The College of Engineering’s Amanda Krause and Rosalyn Abbott were awarded National Science Foundation (NSF) CAREER grants for their research. The NSF Faculty Early Career Development Program awards grants to “early-career faculty who have the potential to serve as academic role models in research and education and to lead advances in the mission of their department or organization.”
Amanda Krause, assistant professor of materials science and engineering, has been awarded a five-year NSF CAREER grant for her research in ceramic materials. Her work investigates the process in which grains, microscopic crystals that compose most ceramics, grow in high temperature conditions. Grain size is important for controlling material properties such as crack resistance, which is needed to improve the performance and lifetime of high-tech devices like airplane engines and microprocessors. A better understanding of grain growth processes when heated will help develop newer and more effective processing methods for ceramics and hopefully yield tougher and more reliable products. Krause’s research also focuses on building a creative workforce via educational programs, both for engineering and pre-collegiate students. The aim of this outreach is to spark divergent thinking and offer interdisciplinary training that will create innovative ceramic engineers that are capable of solving future materials challenges.

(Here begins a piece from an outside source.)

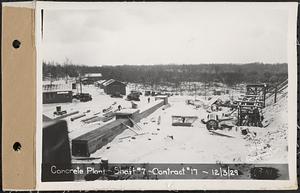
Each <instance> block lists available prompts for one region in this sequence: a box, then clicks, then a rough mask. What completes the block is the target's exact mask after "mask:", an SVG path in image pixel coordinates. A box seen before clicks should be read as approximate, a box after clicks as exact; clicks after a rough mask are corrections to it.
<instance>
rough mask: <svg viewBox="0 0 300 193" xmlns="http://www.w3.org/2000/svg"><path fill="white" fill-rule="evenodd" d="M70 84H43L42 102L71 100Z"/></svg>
mask: <svg viewBox="0 0 300 193" xmlns="http://www.w3.org/2000/svg"><path fill="white" fill-rule="evenodd" d="M72 97H73V92H72V84H44V85H43V104H49V103H69V102H72Z"/></svg>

Rosalyn Abbott, assistant professor of biomedical engineering, also received the NSF CAREER grant for her work in developing cultured meat as a way to combat the environmental, public health, and food security issues that accompany regular protein consumption. This research looks at the 3D structures of the animal meat tissues, specifically how fat is stored, and aims to recreate an artificial meat product that mimics these properties and structures. This will allow this meat substitute to be more realistic and palatable, and subsequently, be more accepted by consumers. Abbott also seeks to increase consumer awareness of the current state of the animal meat supply chain through educational outreach, which she hopes will help steer consumers towards this solution.